Someone told me their kid was 20 months old so I told them my dog is 14 months old, they weren’t impressed
Monday is a legitimate excuse for biting someone.
Him: You got Tik Tok?
Me: No, but I have some Altoids. Want some?
Him: …
Me: *rattles can in front of him*
“What do you mean there’s not a secret passageway?”
“Sir, this is a library.”
*whispers* “What do you mean there’s not a secret passageway?”
[creation]
GOD: You guys are bees
BEE: Are we important?
GOD: Mankind would collapse without you
BEE: Can we fly?
GOD: No, it’s physically impossible cause you’re all too fat lol
BEE: …
GOD: Ok fine I’ll figure it out
I hand-wrote a letter today and now I have the measles and a wood-stove.

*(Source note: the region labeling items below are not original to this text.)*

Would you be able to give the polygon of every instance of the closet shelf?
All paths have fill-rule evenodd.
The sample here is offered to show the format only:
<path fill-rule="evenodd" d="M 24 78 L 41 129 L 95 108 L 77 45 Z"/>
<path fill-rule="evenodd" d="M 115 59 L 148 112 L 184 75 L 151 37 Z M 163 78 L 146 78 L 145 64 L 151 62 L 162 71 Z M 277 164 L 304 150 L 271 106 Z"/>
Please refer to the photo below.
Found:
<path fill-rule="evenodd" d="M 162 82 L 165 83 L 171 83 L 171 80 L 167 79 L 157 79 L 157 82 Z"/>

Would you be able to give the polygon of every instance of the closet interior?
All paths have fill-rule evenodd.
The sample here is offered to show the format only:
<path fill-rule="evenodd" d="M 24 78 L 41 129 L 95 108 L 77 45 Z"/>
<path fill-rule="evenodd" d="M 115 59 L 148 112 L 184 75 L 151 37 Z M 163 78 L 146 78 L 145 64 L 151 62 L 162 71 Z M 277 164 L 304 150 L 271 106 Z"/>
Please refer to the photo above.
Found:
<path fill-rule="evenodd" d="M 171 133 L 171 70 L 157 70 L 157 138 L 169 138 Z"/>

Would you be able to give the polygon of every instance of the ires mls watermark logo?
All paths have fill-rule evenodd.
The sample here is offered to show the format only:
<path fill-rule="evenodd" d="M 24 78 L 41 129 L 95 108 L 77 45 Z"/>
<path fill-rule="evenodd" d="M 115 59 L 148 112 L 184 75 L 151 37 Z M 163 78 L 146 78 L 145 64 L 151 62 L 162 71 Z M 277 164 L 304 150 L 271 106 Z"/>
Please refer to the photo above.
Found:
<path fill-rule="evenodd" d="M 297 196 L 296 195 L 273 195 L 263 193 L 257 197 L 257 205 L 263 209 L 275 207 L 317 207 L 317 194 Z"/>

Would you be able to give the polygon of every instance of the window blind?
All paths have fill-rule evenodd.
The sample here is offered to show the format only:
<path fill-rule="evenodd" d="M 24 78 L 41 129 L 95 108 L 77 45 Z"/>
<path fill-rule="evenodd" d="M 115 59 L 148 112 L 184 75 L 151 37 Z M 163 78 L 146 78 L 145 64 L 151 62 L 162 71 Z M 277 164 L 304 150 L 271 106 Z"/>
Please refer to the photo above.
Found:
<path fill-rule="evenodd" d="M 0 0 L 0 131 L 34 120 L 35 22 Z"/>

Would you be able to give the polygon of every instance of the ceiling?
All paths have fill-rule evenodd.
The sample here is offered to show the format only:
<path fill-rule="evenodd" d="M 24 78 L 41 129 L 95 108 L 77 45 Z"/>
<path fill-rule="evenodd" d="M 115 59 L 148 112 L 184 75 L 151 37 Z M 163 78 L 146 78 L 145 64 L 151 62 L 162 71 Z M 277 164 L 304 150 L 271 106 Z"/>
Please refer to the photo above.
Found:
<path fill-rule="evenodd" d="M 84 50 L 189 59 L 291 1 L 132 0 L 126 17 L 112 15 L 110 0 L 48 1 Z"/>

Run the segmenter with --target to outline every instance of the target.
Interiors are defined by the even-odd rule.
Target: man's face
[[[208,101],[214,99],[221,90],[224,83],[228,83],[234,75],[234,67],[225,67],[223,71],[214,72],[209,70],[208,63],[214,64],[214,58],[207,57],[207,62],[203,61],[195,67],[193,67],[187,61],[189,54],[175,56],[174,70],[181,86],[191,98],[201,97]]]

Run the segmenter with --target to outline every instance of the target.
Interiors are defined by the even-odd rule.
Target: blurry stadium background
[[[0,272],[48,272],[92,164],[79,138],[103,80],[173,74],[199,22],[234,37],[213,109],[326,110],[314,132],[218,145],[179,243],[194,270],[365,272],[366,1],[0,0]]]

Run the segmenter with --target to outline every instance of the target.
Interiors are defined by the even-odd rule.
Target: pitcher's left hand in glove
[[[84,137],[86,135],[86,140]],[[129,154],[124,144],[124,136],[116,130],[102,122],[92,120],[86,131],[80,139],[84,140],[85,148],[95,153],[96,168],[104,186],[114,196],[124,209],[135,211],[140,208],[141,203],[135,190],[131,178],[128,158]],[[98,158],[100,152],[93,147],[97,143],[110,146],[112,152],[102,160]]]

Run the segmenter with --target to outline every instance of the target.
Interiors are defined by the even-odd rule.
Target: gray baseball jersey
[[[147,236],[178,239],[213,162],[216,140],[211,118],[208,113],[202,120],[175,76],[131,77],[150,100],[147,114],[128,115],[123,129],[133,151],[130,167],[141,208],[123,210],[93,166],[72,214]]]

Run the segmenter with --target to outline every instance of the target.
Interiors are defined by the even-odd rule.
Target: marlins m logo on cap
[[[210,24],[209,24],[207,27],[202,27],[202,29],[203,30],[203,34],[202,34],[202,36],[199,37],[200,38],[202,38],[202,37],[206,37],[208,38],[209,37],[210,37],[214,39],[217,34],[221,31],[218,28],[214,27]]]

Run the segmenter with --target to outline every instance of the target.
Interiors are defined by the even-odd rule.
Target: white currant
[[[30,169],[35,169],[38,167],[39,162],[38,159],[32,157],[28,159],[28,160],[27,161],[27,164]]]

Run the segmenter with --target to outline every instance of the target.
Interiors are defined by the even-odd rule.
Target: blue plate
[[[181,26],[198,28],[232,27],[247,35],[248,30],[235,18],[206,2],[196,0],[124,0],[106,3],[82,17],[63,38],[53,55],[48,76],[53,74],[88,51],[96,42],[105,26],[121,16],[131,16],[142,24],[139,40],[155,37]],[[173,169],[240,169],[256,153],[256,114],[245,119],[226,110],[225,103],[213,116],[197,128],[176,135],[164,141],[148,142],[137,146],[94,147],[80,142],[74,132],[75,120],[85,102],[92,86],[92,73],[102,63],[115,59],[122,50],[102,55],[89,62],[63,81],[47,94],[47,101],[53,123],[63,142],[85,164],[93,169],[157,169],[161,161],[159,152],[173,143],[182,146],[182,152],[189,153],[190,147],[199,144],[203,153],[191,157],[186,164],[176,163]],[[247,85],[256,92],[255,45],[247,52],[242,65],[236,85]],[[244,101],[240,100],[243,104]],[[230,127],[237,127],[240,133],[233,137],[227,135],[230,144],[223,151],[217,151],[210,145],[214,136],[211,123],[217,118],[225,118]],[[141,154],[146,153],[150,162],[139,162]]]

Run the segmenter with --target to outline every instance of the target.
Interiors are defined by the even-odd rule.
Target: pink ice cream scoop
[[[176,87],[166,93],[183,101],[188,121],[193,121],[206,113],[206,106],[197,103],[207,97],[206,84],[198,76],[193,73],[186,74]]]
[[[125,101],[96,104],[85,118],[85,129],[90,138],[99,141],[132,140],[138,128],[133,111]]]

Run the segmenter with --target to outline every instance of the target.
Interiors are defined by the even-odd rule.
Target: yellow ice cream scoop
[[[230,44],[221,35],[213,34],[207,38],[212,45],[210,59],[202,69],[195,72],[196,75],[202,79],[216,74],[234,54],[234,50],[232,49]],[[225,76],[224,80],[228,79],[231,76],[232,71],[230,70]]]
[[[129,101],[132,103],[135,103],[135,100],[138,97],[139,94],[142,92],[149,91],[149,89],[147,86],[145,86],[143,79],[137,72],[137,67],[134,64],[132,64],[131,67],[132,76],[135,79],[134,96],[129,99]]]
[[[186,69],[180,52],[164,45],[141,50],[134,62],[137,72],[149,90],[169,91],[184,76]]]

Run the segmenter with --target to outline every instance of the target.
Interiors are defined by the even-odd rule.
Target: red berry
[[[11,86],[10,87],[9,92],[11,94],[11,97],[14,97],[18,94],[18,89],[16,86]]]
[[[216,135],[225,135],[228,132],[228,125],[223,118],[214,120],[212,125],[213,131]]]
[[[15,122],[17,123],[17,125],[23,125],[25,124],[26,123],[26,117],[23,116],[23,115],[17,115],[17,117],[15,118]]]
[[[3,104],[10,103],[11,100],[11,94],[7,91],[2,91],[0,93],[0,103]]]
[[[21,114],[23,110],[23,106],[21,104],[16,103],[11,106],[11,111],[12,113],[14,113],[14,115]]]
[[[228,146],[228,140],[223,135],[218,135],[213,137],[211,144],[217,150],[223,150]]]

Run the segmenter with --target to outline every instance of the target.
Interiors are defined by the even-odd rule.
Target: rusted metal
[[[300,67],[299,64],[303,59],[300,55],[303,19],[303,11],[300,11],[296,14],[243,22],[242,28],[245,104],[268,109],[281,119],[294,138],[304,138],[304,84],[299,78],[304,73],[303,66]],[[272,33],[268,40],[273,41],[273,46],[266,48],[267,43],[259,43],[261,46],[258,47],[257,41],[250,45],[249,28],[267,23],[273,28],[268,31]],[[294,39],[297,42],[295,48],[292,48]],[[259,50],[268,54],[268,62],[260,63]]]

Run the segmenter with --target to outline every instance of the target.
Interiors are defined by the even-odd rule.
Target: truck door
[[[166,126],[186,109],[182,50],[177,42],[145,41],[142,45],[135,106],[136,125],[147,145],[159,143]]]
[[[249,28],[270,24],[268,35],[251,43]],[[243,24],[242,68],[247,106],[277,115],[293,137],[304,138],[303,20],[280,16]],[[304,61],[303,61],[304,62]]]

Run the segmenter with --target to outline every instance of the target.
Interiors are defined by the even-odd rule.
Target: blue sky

My mom’s name is Silvia. Her brother is Sylvio and her sisters are Silvana and Silvia Helena. You get a cookie if you guess my grandfather’s name
I’m not an alcoholic. I only go to the liquor store every day because they ask to see my ID & therefore must think I look young & pretty.
gym bro: “dude are you using disney+ to watch rapunzel’s tangled adventure in between sets?”
me:
Sorry for referring to your baby as “ominous”, I didn’t realise you would hear me through the baby monitor
#MeanwhileinCanada
You can tell a lot about a person by their reaction when you yell “look out!” while flicking a dinner plate at their head like a frisbee.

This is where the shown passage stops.